CONDITIONS at secondary school are so bad plaster “literally falls from the ceiling and walls onto pupils’ desks”.
That is according to a teacher, who has worked at St Albans Roman Catholic High School, in Pontypool, for 23 years and said colleagues and pupils have to “work in an environment that poses daily health and safety risks”.
They had outlined their experiences in an anonymised letter to councillors pleading for funding for a replacement building, and highlighted other dangers including from electrical fires.
They wrote: “In some classrooms, mushrooms are sprouting from the walls while in winter, classrooms are so cold pupils wear coats to keep warm and let’s not forget the evacuations of the school buildings that have needed to happen because of fires caused by wiring that needs replacing.”

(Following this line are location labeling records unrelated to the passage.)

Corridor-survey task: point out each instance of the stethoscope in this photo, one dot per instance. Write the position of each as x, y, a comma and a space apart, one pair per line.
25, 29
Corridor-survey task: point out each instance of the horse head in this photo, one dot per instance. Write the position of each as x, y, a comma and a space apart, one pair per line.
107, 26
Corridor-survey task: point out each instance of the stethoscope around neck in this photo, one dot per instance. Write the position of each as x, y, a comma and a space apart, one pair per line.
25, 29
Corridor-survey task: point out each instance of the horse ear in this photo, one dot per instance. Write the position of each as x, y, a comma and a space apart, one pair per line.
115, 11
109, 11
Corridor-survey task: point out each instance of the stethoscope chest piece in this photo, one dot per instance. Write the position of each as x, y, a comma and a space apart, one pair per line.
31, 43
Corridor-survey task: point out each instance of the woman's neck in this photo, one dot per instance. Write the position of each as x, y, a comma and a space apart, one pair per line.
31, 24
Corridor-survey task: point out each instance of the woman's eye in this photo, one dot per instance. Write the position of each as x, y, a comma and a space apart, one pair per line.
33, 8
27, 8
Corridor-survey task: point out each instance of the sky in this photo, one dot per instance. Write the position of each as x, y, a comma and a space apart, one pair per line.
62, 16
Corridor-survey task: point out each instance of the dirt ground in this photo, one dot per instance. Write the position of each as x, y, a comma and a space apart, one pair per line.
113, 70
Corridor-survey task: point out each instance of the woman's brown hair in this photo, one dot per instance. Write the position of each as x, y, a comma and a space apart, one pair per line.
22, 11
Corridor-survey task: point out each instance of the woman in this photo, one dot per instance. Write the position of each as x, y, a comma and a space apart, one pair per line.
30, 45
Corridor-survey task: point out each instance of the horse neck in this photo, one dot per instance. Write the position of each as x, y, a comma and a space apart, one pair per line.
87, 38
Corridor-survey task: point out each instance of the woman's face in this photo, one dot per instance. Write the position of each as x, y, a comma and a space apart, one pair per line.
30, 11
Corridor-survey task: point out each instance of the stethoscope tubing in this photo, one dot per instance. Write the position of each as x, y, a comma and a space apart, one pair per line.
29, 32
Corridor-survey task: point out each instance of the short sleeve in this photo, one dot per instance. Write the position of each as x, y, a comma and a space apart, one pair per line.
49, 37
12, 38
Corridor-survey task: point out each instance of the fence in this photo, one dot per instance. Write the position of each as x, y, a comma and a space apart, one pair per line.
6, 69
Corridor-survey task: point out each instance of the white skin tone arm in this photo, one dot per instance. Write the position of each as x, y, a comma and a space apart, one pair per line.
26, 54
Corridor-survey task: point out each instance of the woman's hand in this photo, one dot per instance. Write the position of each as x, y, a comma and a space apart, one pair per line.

Staff and pupils were evacuated from the school in April 2022 when an electrical fire broke out.
The teacher also outlined the impact on the school budget of having to keep carrying out repairs to the grade II-listed building: “Money for educational equipment such as pens, paper and books is not as readily available as it should be. As teachers we work with minimal supplies, a limited photocopying budget, and frequently resort to buying resources for our classrooms from our own pockets.”
They added: “All schools should be able to prioritise spending their budget on the teaching and learning of the pupils, not on futile attempts to cover up cracks in the crumbling walls.”
The letter concluded with a warning that: “St Alban’s needs and deserves a new school or it will only be a matter of time before something catastrophic happens as a result of buildings that are no longer able to have plasters stuck onto their gaping wounds to sustain them.”
A parent supplied a photograph of mushrooms on the wall of a classroom taken by their daughter, who left the school in 2022, and said how she was distracted from lessons by the condition of the building.
The school’s site manager said they were in two minds over sending their son to the school this September.
They said: “I battled with it is because of the state of the buildings and the awful teaching spaces that teachers and pupils have to work in – how many employees of Torfaen can say they work in classrooms and offices where mould is visibly growing on walls? Or when it’s cold have to have electric heaters plugged into the walls alongside the central heating and still struggle to get the classrooms to 18 degrees, I see first-hand teachers teaching pupils who all have their coats on.”
One former pupil who attended the 11 to 16 school from 2012 to 2017 catalogued a series of incidents from their schooldays including heavily rainfall leaking into the science block, a ceiling “breaking away” before eventually collapsing overnight while the parent of a current pupil said they want their child not to have to “endure bad smells in certain rooms”.
Nearly all of the letters praised the standard of teaching at St Alban’s and many described it as the best performing school in Torfaen and highlighted the pastoral support for pupils.
Torfaen council is in discussions with the Archdiocese of Cardiff, which is responsible for the school, on funding for a rebuild or replacement but says it doesn’t have the money to contribute, though 85 per cent funding could be available from the Welsh Government.